Friday, February 25, 2011

Hallucinations of a Deranged Mind

1978 film that just ain't right

Rating: 20/20 (Yes, there's a new Coffin Joe Rule. If you don't like it, take it up with him and more than likely have your face eaten off.)

Plot: A psychologist is troubled by nightmares in which the movie character Coffin Joe fondles his wife. His colleagues try to convince him that Coffin Joe is only a character and even call Jose Mojica Marins to speak with him. Then, on the back of a fish truck that unloads, his conscience explodes.

"Flesh will be blood, blood will become water to bathe my eternal legacy and glorify the pleasure of pain in the bodies of the damned. So shall it be from one galaxy to another from one existence to another. The little forever midget and the great eternal giant."
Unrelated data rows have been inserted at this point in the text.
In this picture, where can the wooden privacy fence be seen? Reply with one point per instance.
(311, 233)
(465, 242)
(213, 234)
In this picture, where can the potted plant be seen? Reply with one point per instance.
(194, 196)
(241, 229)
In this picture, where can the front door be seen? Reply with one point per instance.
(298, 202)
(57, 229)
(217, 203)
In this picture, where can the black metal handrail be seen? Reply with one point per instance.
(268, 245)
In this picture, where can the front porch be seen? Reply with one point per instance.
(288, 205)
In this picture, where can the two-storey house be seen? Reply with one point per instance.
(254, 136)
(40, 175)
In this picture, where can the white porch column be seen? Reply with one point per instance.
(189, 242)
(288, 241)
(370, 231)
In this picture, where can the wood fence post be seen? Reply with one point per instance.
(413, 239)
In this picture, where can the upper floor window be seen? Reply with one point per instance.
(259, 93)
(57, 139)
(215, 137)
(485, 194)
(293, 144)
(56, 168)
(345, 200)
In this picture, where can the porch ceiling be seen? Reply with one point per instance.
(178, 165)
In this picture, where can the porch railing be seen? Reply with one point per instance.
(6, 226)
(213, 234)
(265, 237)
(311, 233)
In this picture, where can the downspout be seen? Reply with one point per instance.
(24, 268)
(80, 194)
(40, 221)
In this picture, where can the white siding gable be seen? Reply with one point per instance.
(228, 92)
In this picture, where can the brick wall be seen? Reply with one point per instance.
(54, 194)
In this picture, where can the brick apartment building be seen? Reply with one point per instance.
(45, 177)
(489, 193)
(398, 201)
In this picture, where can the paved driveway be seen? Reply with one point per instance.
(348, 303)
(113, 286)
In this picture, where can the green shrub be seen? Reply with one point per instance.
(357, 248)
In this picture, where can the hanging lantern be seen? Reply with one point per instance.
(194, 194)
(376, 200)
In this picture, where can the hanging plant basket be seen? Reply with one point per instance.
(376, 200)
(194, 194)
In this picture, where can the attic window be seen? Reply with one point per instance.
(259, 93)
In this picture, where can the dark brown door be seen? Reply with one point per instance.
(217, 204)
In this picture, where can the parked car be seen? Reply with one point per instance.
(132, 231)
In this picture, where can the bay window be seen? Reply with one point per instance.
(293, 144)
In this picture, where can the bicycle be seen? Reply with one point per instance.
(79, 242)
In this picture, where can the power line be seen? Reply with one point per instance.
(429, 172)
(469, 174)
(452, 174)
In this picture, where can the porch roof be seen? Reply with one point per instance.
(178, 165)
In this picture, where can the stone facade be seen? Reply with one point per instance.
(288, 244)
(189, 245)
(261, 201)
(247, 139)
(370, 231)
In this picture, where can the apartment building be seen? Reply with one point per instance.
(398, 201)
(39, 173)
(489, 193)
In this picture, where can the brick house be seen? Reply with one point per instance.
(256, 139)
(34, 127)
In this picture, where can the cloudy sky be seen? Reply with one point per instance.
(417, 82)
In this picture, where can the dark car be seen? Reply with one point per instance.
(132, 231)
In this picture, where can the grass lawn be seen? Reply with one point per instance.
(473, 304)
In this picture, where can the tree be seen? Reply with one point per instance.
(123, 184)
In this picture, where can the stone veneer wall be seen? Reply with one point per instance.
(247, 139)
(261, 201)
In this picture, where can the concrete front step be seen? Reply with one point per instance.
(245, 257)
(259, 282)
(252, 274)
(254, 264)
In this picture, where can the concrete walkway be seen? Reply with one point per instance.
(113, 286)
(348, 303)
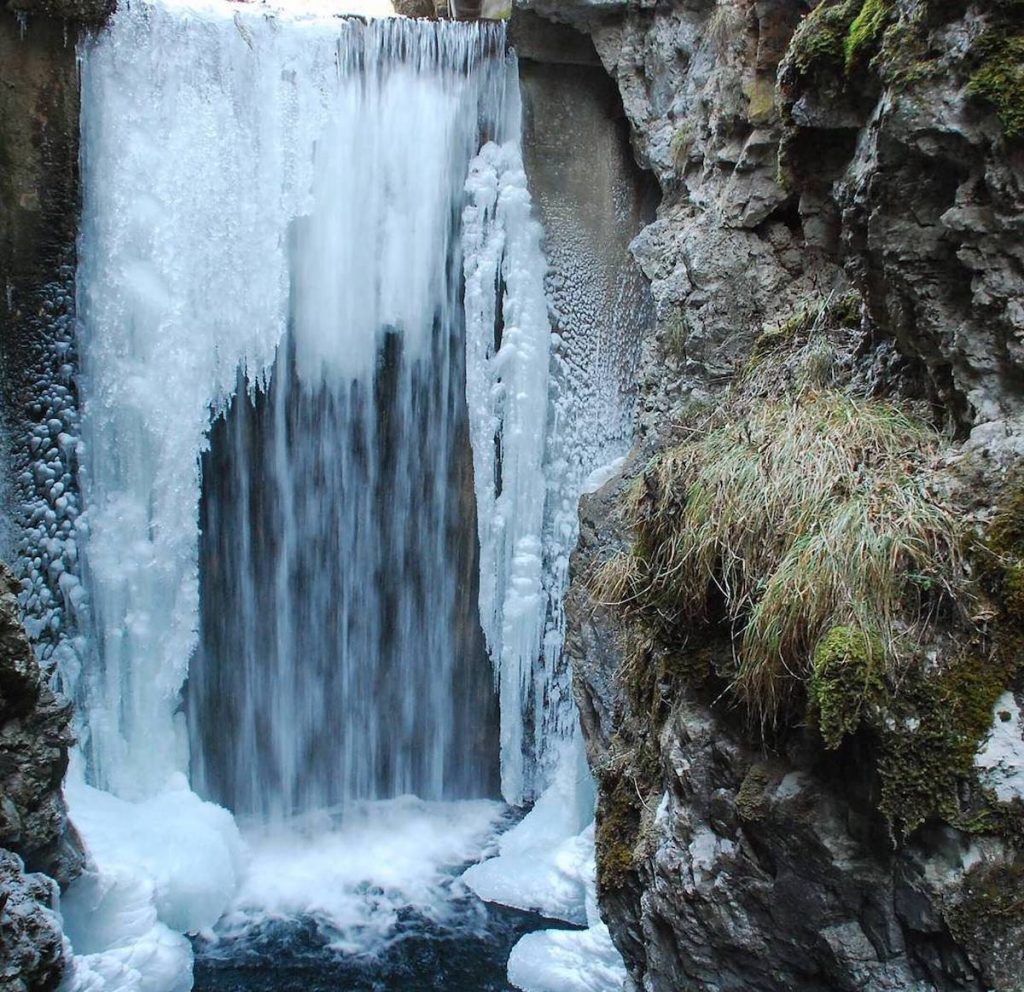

If God called the Audience of One guy to make the science fiction Joseph movie, I think Satan was probably responsible for this one. Or a buttload of hallucinogenics. This starts with a drumming, spinning hunchback, an image that in a normal movie would probably be the weirdest one. But this is a Jose Mojica Marins movie, not a normal movie, and the hunchback is just a precursor to about eighty minutes that can only be categorized as an unhinged barrage of nightmarish visuals, mostly censored scenes from his other movies that he's recycled. Bugs crawling on people, wind-up toy snakes, really really bad naked dancing, devil figurines, a bridge made out of people, a mustachioed spider puppet, waving feet, snakes and the women who laugh at them, Coffin Joe shooting fuckin' lasers out his fingers like Emperor Palpatine, shots of colorful test tubes and beakers with frothy foaming liquids, walls made of tarp and naked women, laughing and then exploding black guys in Speedos, those curling fingernails, that ominous unibrow, Erik Estrada, people in animal masks, a magically appearing top hat with pyrotechnics, naked guys tumbling down staircases, Satan poking the half-buried with a pitchfork, fire-breathing topless women, nude posteriors with goofy faces painted on them, finger-eating pasty guys, a lot of shots of half-buried people, what appears to be a cannibalism game show with an upside-down guy and a smiling man in a tuxedo beside him, demons with claw hammers, laughing skulls, random shots of frogs, white mice danging in front of bare breasts, severed hands, gelatinous head walls, tongue yankin', and that guy with two different-sized ears I've seen in Marins' other movies. And yes, that's all as badass as it sounds. Low-budget insanity art, toxic and mystifying. I've seen my share of weird movies, and I can tell you with confidence that there's not much out there that is this relentlessly weird. And I know what you're wondering, so I'll go ahead and answer the question for you--No, you can't handle this movie. Sadly, you would probably have trouble finding it anyway.

Monday, February 21, 2011

The Eye Creatures

1965 Larry Buchanan sci-fi remake

Rating: 3/20

Plot: Titular eye creatures (see below) invade earth and interrupt necking teens. One of the teens, a thirty-year-old one named Stan, hits one of them with his car because he's driving without his headlights on. He and his girlfriend try desperately to get the police to believe their story, but he's arrested for hitting a drifter instead. They return to the scene of the accident to look for evidence of aliens. Or maybe just to make out again.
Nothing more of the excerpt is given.